Eu, Maressa, entendo que o tipo 2 (ondulado) não tem definição. Mas decidi trazer o papo 4C porque a questão passa por outros elementos: estamos falando de cabelos crespos e sem definição. Estamos falando da experiência de mulheres negras e crespas que se vêem pouco representadas nas mídias. Estamos falando de um tipo de cabelo que está na “outra ponta”, que sofre ataques racistas frequentemente. Estamos falando afinal, de um tipo de cabelo que diz sobre a estética negra: historicamente desvalorizada. Assim, o papo 4C foi pensado considerando essas experiências.
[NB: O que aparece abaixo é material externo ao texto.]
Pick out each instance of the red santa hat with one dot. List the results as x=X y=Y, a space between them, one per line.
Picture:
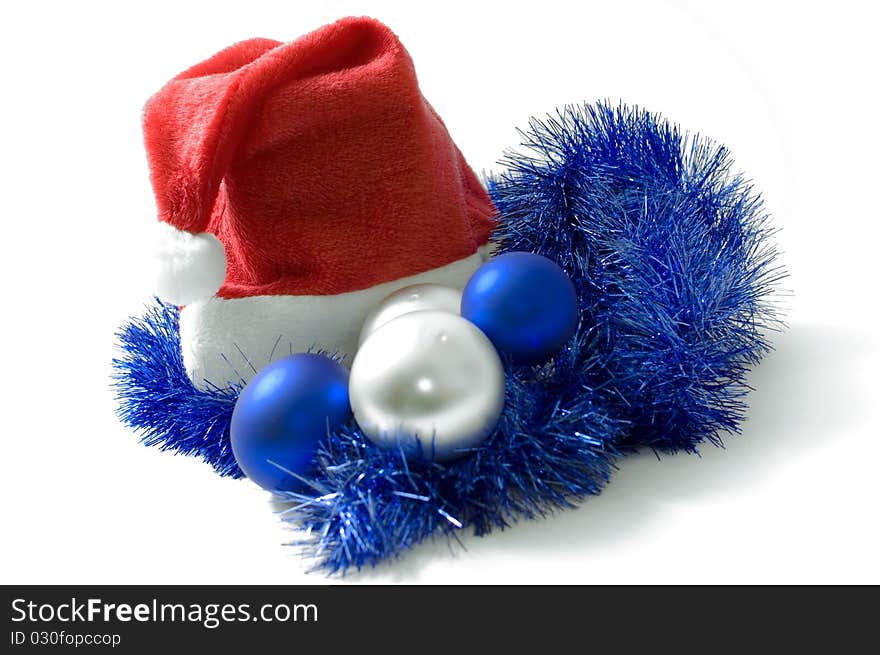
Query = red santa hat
x=297 y=185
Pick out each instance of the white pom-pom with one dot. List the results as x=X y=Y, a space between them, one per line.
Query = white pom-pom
x=189 y=267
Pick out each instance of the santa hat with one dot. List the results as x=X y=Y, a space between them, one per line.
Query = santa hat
x=298 y=185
Com isso, não quero dizer que a experiência de quem é ondulada deve ser esquecida. Na verdade, aponto aqui os motivos que me levaram a trazer essas trajetórias. A trajetória ondulada e a abordagem e a questão da definição apareceu aqui no blog através da Giovanna, que fez um texto lindo *–* Dá uma olhadinha:
http://cacheia.com/2014/06/a-ditadura-do-cacho-perfeito/
Abraços!
Ster Nascimento
6 de agosto de 2015 at 00:37
É muito amor pra um post só! <3
Ana
6 de agosto de 2015 at 03:14
Muito construtivo!
Quero parabenizá-las pelo Cacheia! – e incentivá-las a continuarem firmes e fortes neste empreendimento, que tem uma abordagem tão politizada. Tão relevante quanto os cuidados capilares, são as reflexões sobre as questões capilares – consumo, auto-estima, padronização, hierarquização, preconceito, etc e tal. Posso parecer mórbida, mas fico pensando que no dia da minha morte – idealizada, no hospital ou dormindo – não serão os produtos ou técnicas capilares que lembrarei, mas da vida que vivi, cativando amor próprio (expresso, sim, no meu cabelo!) e alheio. Gosto muito das dicas capilares, mas percebo que uma imensa maioria dos blogs (instagrans, canais do youtube) limita-se neste tópico – ou então não problematiza as raízes do porque o cabelo, para um (a) cacheado(o), ser um constituinte identitário tão significativo. Além disso, é de suma importância atentar-se para as questões étnicas – ignorá-las não vai fazer com que elas não existam e norteiem essas questões que parecem puramente estéticas (para alguns até “fúteis”). Silenciar tais temas só faz com que eles continuem permeados pela ignorância, dada em tantas demonstrações que as meninas de cabelo 4 percebem no seu cotidiano. Eu sou branca, de cabelo 2c (meio desleixado), descente de negros no viés paterno e que, por tantas vezes, percebo meu próprio pai (moreno café-com-leite, cabelo curto de aparência ondulada) criticar o black power do cara ou da moça da tv. É desolador, porque minha bisavô, uma baiana negra de cabelo 4 com noventa e poucos anos, provavelmente teve pais ou avós que vivenciaram a escravidão e, posteriormente, foram estigmatizados segundo critérios racistas e eugenistas e viram seus descendentes levados à adaptação ao modelo de cidadão brasileiro(o branco-urbano-alfabetizado, “quase um europeu”) através do branqueamento. O passado, de modo algum, tem um fim em si! Muito traços e moldes daquilo que não é tão distante ainda estão no nosso presente.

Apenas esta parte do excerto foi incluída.